You are viewing a plain text version of this content. The canonical link for it is here.
Posted to commits@spamassassin.apache.org by sp...@incubator.apache.org on 2004/07/13 08:28:37 UTC

[SpamAssassin Wiki] New: RescoreSet01Details

   Date: 2004-07-12T23:28:37
   Editor: JustinMason <jm...@jmason.org>
   Wiki: SpamAssassin Wiki
   Page: RescoreSet01Details
   URL: http://wiki.apache.org/spamassassin/RescoreSet01Details

   mass-check instructions for set0/1

New Page:

= Rescore Mass-checks for Set 0 and Set 1 =

''(THIS IS ONLY A DRAFT RIGHT NOW)''

The mass-check runs for 3.0.0 will be starting shortly.  Here's the procedure
you'll need to follow, if you wish to submit rescoring data for the GA
run:

First, send mail to <submit.at.spamassassin.org>, and ask for a GA submission
account if you haven't already got one.

Turn off your nightly mass-checks, if you're running them, if you
want; they aren't important while this is going on.

Then run these commands:

{{{
  wget http://SpamAssassin.apache.org/released/Mail-SpamAssassin-3.0.0-pre2.tar.gz
  tar xvfz Mail-SpamAssassin-3.0.0-pre2.tar.gz
  cd Mail-SpamAssassin-3.0.0
  perl Makefile.PL < /dev/null; make

  cd masses
  mkdir spamassassin
  rm spamassassin/bayes*
  echo "use_bayes 0" > spamassassin/user_prefs
  echo "bayes_auto_learn 0" >> spamassassin/user_prefs
  rm ham.log spam.log

  ./mass-check --net -j 4 --all <targets>
}}}

{{{<targets>}}} is the list of directories, mboxes, etc., like
{{{spam:dir:~/Mail/spam}}}.  See the comments at the top of "mass-check" for
details.

This takes *ages* to run.  If you see "out of memory" errors, you may want
to try adding the {{{--restart}}} option.

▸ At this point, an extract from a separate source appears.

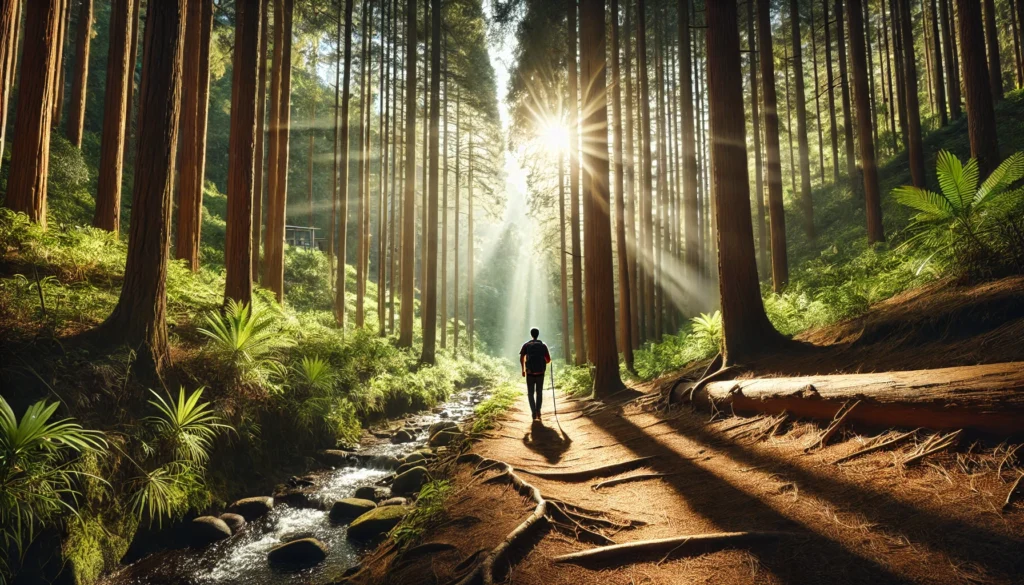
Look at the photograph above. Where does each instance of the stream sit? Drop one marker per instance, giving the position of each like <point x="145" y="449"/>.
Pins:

{{{-j 4}}} controls the number of processes to use; 4 should be OK for a
single-processor machine, since most of the time they'll be waiting for
network results to arrive.

If you have an unusual network layout, you may need to specify
{{{trusted_networks}}} in the {{{spamassassin/user_prefs}}} file.  But SA
should be able to infer it in most cases.

Once it finishes:

{{{
  USER="[whatever your username is]"
  RSYNC_PASSWORD="[whatever your password is]"
  export RSYNC_PASSWORD

  rsync -CPcvuzb ham.log $USER@rsync.spamassassin.org::submit/ham-nobayes-net-$USER.log
  rsync -CPcvuzb spam.log $USER@rsync.spamassassin.org::submit/spam-nobayes-net-$USER.log
}}}

That's it!   Then we do the bayes+nonet and bayes+net runs later on.

The results for this run will need to be in by Monday July 19th.